ADAKVEO

Crizanlizumab-tmca is a P-selectin blocker humanized IgG2 kappa monoclonal antibody that binds to P-selectin. Crizanlizumab-tmca is produced using recombinant DNA technology in Chinese hamster ovary (CHO) cells. It is composed of 2 heavy chains, each containing 448 amino acids, and 2 light chains each containing 218 amino acids, with a theoretical molecular weight of approximately 146 kDa. ADAKVEO (crizanlizumab-tmca) injection is supplied as a sterile, preservative-free, clear to opalescent, colorless to slightly brownish-yellow solution for dilution and subsequent administration by intravenous infusion. Each 10 mL vial contains 100 mg crizanlizumab-tmca, citric acid (5.4 mg), polysorbate 80 (2 mg), sodium citrate (50.5 mg), sucrose (753.3 mg), and water for injection with a pH of 6.
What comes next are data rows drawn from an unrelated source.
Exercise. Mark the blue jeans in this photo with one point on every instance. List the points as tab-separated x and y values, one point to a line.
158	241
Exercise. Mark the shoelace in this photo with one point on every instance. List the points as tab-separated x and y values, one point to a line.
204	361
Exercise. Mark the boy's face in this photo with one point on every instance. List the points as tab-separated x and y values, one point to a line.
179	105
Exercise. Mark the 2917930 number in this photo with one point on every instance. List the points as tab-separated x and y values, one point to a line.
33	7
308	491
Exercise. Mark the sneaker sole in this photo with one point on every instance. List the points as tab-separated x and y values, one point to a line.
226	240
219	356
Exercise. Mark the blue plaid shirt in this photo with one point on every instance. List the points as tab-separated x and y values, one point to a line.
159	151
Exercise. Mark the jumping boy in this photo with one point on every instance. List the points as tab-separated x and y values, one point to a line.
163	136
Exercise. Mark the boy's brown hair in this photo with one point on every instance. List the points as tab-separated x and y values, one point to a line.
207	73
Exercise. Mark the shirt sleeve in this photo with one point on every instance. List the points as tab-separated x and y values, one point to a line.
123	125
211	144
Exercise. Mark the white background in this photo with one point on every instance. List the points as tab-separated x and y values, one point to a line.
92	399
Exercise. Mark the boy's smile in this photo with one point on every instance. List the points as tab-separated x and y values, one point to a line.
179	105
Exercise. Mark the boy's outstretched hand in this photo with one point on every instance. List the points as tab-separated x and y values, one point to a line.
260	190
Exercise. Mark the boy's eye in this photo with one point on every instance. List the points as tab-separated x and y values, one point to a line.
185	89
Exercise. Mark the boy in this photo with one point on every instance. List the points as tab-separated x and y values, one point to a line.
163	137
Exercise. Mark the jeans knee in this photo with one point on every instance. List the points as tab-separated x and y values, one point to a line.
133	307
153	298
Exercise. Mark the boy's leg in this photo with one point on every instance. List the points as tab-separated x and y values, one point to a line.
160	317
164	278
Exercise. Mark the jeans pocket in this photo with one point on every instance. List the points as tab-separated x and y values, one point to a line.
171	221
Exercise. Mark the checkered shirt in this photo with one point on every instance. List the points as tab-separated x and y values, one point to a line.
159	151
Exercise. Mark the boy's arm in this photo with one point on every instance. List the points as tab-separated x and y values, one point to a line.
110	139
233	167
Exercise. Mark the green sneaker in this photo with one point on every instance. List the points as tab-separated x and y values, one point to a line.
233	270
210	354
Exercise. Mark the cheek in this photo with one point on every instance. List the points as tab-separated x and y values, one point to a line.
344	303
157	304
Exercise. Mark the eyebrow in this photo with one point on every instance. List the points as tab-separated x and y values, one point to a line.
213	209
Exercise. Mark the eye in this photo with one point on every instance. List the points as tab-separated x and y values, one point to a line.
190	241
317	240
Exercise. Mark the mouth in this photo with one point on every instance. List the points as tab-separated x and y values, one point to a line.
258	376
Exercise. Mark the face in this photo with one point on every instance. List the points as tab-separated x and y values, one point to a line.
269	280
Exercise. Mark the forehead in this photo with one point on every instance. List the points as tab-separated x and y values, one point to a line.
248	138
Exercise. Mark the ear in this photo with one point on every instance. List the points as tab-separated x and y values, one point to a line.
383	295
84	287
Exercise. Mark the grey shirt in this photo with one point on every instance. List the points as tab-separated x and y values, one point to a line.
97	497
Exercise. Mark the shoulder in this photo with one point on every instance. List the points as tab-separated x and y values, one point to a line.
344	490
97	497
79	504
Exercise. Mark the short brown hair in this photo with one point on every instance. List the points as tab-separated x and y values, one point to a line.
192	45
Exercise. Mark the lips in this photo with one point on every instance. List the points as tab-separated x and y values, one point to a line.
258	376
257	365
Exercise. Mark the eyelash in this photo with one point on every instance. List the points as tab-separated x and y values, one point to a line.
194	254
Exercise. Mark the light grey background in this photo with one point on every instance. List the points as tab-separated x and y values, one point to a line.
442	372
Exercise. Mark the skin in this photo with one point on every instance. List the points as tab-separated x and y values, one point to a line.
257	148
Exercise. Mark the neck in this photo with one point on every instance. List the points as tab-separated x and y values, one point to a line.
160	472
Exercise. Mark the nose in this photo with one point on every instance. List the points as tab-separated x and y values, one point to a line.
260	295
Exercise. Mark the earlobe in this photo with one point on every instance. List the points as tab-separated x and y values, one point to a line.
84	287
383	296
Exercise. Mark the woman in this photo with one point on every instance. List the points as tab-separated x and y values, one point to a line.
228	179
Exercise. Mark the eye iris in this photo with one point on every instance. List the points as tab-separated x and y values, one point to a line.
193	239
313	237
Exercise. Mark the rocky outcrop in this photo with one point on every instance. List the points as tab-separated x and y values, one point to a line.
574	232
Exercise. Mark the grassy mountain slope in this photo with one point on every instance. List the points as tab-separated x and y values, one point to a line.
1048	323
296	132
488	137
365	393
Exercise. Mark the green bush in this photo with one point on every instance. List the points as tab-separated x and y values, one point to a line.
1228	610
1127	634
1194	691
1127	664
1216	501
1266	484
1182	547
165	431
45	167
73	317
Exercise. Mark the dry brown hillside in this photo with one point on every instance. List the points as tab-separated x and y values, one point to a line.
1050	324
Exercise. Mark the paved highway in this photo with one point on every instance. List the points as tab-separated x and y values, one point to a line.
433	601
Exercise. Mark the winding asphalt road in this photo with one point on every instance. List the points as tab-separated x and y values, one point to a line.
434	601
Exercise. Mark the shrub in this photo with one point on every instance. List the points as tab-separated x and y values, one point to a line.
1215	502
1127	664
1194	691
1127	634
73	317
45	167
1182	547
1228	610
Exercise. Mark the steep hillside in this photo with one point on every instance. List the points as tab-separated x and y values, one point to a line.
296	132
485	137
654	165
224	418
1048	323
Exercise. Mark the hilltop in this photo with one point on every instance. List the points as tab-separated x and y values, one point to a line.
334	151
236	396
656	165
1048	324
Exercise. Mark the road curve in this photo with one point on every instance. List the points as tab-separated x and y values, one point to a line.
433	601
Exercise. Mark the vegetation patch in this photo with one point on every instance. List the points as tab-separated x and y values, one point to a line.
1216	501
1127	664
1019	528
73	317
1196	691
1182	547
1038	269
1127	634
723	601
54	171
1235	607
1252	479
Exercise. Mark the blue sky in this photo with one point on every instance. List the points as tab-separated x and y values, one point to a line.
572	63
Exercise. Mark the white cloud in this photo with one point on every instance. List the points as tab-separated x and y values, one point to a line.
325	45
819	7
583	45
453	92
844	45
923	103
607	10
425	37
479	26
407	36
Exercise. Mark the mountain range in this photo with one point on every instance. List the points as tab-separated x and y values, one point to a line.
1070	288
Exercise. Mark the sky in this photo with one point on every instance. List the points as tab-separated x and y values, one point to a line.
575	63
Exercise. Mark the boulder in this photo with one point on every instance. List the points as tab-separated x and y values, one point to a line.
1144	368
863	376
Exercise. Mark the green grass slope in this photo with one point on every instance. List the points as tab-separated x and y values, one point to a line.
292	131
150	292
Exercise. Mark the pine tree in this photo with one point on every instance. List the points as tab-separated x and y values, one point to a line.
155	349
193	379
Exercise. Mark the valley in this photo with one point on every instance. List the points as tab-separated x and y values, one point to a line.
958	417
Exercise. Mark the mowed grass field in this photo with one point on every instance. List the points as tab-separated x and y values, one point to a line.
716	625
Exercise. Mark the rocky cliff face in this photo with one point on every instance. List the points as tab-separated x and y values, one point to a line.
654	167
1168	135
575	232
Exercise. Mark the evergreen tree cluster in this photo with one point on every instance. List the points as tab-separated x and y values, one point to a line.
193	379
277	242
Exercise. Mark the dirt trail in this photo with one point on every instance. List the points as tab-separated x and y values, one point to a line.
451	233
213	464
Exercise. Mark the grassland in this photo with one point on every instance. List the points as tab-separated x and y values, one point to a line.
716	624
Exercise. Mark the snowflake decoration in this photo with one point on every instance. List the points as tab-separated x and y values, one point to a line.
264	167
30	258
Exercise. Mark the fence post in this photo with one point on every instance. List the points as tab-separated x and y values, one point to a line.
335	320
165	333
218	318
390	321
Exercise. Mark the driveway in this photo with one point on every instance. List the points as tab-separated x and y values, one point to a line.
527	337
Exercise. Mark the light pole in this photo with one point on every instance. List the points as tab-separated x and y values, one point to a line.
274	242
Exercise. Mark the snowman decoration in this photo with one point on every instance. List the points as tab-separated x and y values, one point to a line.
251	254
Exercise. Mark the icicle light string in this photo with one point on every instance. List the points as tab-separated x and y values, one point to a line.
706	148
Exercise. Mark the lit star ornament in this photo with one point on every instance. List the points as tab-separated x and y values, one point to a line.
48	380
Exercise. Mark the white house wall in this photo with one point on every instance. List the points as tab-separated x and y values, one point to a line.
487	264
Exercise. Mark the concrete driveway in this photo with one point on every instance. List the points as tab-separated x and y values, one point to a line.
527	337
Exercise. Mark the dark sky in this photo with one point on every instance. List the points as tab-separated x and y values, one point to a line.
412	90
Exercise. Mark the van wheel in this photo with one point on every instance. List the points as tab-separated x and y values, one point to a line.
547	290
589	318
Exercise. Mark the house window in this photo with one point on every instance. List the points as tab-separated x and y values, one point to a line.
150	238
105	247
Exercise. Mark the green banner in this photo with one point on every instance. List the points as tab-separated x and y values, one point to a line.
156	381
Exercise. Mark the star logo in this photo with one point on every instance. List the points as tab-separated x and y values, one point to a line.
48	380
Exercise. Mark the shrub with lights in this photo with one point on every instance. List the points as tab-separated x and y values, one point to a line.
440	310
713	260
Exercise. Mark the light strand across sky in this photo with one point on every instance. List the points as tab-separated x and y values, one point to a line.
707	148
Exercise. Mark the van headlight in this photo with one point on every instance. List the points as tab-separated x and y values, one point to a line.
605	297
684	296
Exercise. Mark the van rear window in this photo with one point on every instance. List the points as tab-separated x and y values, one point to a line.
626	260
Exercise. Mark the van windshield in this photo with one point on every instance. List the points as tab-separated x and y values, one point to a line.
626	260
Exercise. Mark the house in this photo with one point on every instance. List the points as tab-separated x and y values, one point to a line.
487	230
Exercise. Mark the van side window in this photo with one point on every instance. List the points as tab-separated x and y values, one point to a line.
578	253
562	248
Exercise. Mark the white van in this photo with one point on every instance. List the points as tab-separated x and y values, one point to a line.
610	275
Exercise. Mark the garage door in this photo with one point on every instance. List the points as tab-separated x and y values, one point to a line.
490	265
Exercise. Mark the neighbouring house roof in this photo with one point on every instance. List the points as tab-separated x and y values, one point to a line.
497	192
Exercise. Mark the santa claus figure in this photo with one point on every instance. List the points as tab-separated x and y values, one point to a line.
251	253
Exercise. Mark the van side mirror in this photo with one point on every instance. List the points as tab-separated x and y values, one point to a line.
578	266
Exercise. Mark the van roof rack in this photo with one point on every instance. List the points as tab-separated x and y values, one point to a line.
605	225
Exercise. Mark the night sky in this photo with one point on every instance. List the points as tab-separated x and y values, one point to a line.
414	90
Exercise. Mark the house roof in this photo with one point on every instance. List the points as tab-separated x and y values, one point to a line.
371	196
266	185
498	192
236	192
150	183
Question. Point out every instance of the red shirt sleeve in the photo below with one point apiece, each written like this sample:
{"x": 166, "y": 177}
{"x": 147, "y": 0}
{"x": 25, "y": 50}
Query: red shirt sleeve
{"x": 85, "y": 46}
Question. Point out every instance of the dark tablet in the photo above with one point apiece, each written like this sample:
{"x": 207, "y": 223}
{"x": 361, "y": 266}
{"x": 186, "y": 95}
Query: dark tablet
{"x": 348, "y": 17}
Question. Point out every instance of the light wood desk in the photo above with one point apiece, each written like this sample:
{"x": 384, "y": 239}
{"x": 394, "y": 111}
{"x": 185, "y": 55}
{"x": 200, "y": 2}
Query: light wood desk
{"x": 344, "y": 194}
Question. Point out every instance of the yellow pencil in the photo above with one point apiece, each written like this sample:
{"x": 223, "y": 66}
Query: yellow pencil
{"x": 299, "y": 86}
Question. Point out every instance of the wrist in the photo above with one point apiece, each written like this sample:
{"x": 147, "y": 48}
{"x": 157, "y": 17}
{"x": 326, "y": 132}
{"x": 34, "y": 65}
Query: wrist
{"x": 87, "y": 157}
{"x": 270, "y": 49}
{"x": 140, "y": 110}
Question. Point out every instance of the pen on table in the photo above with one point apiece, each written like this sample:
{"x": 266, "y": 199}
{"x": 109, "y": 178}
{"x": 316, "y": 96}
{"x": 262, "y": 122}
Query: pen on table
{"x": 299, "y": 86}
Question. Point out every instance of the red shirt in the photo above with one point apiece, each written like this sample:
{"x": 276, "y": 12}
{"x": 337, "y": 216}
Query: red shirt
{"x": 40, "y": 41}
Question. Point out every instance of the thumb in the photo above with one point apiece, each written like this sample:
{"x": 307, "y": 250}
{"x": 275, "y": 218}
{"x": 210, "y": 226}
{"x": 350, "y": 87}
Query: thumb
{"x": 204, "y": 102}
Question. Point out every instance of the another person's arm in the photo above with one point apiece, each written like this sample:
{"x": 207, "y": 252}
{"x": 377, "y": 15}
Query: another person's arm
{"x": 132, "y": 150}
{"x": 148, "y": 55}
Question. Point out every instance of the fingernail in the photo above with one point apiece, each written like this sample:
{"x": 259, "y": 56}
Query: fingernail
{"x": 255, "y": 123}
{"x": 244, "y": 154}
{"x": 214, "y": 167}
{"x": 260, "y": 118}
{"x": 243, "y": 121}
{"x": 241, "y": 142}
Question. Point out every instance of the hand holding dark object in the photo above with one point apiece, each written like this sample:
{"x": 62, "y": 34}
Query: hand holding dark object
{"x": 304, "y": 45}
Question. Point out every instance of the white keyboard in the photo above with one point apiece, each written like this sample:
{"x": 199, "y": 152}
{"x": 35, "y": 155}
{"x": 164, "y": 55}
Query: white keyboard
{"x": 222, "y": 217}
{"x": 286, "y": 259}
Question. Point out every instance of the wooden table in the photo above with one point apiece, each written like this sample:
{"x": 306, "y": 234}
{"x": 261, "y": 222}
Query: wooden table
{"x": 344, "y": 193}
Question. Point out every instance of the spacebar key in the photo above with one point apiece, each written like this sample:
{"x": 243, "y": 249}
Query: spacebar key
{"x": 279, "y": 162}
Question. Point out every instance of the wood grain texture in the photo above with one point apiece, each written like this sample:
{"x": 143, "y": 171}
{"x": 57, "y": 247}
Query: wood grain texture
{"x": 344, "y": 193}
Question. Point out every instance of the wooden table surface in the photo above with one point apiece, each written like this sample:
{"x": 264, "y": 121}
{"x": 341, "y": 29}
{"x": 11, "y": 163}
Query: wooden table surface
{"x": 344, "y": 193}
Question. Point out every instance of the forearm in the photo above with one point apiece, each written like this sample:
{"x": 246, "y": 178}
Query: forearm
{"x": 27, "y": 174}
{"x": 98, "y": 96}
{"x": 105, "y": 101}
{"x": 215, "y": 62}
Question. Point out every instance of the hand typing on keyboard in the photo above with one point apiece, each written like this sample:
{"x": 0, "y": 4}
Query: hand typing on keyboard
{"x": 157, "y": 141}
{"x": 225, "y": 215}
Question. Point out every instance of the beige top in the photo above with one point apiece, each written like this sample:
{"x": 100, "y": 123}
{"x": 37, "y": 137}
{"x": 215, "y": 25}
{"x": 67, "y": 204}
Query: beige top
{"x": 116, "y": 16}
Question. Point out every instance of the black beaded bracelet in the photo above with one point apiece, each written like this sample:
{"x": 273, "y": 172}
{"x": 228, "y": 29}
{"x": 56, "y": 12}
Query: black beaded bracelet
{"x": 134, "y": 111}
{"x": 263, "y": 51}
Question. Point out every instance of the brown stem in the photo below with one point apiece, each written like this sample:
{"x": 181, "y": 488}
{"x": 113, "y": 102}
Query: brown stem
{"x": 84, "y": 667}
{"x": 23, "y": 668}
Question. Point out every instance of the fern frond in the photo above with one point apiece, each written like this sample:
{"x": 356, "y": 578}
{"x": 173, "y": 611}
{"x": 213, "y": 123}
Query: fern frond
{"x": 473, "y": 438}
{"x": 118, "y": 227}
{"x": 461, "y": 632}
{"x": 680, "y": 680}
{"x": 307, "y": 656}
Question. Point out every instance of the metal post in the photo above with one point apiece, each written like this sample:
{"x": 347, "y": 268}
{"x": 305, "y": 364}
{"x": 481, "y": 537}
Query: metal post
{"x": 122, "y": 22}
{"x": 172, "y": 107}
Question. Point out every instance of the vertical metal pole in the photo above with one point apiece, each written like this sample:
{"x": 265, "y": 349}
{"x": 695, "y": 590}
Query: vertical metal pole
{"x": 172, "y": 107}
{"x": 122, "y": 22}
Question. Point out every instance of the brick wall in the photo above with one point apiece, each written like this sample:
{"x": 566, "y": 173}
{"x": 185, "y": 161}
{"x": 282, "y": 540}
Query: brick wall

ADAKVEO ® is indicated to reduce the frequency of vaso-occlusive crises (VOCs) in adults and pediatric patients aged 16 years and older with sickle cell disease. ADAKVEO is a selectin blocker indicated to reduce the frequency of vasoocclusive crises in adults and pediatric patients aged 16 years and older with sickle cell disease.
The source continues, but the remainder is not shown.